Die Kampagne von Bernie Sanders sorgt dafür, dass immer mehr Menschen (weit über Seattle hinaus) für sozialistische Ideen offen sind. Die Geldspenden der Wall Street und von den Milliardären für die Kampagne von Hillary Clinton hat die Unterstützung für die Kampagne von Bernie Sanders nicht abebben werden lassen. Die Kampagne von Sanders ist bislang von zwei Millionen Menschen mit Spenden unterstützt worden. Darunter befinden sich keine Konzerne, und die durchschnittliche Spendenhöhe liegt bei 30 Dollar.
Zwischen der Geschichte der sozialistischen Parteien und Ideen in Europa und den USA gibt es große Unterschiede. In den USA ist der Begriff „Sozialismus“ nicht so negativ besetzt wir in Europa.
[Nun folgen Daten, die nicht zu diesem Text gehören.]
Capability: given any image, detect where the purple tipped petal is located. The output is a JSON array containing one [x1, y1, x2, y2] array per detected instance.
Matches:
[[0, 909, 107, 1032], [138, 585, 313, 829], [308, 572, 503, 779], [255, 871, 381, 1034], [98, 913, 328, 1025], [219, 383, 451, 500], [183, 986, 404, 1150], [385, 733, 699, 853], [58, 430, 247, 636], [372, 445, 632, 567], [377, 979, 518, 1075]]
Aber auch in Europa herrscht riesige Wut angesichts der harten Kürzungspolitik und Erwerbslosigkeit. Überall in Europa suchen ArbeiterInnen nach Alternativen zu den gescheiterten Politikern und Parteien. Das aktive Engagement bei der Kampagne für die Unabhängigkeit in Schottland im vergangenen Jahr oder aktueller die Wahl von Jeremy Corbyn zum Vorsitzenden der „Labour Party“ – das sind Beispiele, die zeigen, dass die arbeitenden Menschen und die jungen Leute nach einem Ausweg aus der Sackgasse namens Kapitalismus suchen.
Millionen Menschen lehnen die Herrschaft der Milliardäre ab und halten nach sozialistischen Ideen Ausschau. Massenbewegungen der arbeitenden Menschen werden von entscheidender Bedeutung sein, wenn es darum geht, die Menschheit aus dem Sumpf aus Kriegen, Armut, Flüchtlingskrise und Klimakatastrophe zu ziehen und zu einer Gesellschaft zu kommen, in der die Ressourcen dieses Planeten im Sinne eines beständig hohen Lebensstandards für alle eingesetzt werden.